Since my diagnosis of autism, God has helped me by means of the people in my life: counselors, teachers, professors, students and my mom. For example, autistic people also do not do well taking tests in the classroom, so the schools have allowed me to take tests in a resource room to avoid distraction. I am also able to read my questions aloud so I can understand them better.
Since I have arrived at Corban University, I have decided to major in psychology and communication. I want to pursue a career in public speaking for an autism organization. I hope to be able to speak to parents and teachers of autistic children and encourage them that, even though having a child with autism is difficult, in some areas it is also a blessing. God has given me the opportunity to speak to future teachers about autism in both Professor Angela Mooney’s and the late Dr. Beth Bartruff’s Teaching the Exceptional Child classes.
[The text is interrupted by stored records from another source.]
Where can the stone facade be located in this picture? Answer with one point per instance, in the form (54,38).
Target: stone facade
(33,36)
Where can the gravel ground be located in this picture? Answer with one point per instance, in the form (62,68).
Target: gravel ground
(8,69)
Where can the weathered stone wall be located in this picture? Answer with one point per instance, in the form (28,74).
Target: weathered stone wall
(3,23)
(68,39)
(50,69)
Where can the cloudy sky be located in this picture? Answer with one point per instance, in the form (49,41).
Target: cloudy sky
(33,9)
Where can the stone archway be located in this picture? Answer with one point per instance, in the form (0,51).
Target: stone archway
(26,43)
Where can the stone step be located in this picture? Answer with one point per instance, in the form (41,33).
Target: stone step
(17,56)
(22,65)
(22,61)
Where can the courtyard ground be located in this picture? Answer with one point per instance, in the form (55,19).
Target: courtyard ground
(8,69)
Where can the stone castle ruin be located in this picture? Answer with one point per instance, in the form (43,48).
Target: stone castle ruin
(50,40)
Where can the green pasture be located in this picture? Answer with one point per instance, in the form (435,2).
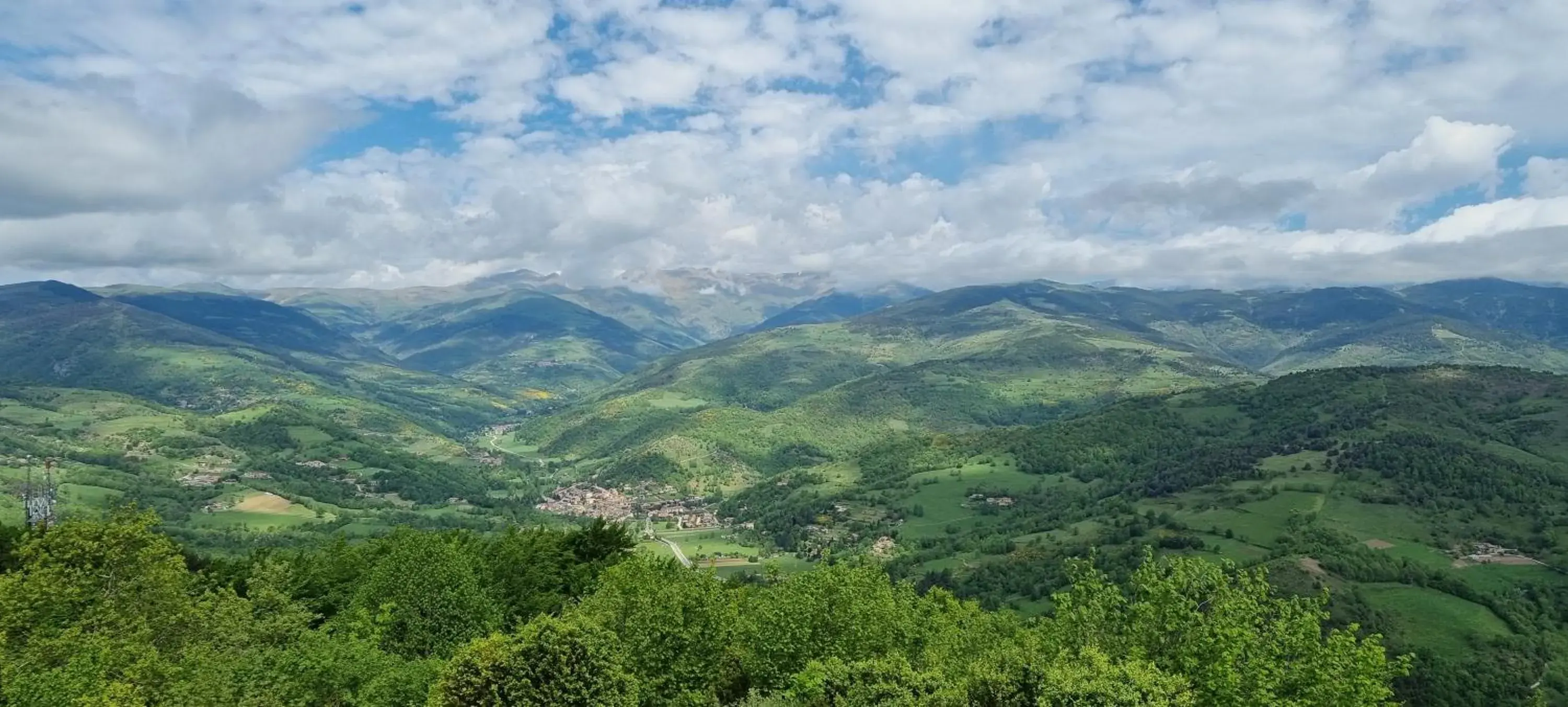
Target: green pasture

God has also given me hands-on experience with autistic people throughout my junior and senior years of college. Last October, I was able to attend an Adults with Autism convention in Portland. This year, during the month of September, I helped out at a game night for autistic teens in Salem. I noticed the varying levels of autism and I was able to observe the population of parents that I hope to help.
Nine years ago I was diagnosed with autism. If someone would have told me what I would accomplish regarding autism, I probably would not have believed them. Now, God is showing me what he wants me to do about my diagnosis. After I leave Corban, I plan to attend Portland State University and obtain a certificate in Asperger Syndrome and High Functioning Autism Studies.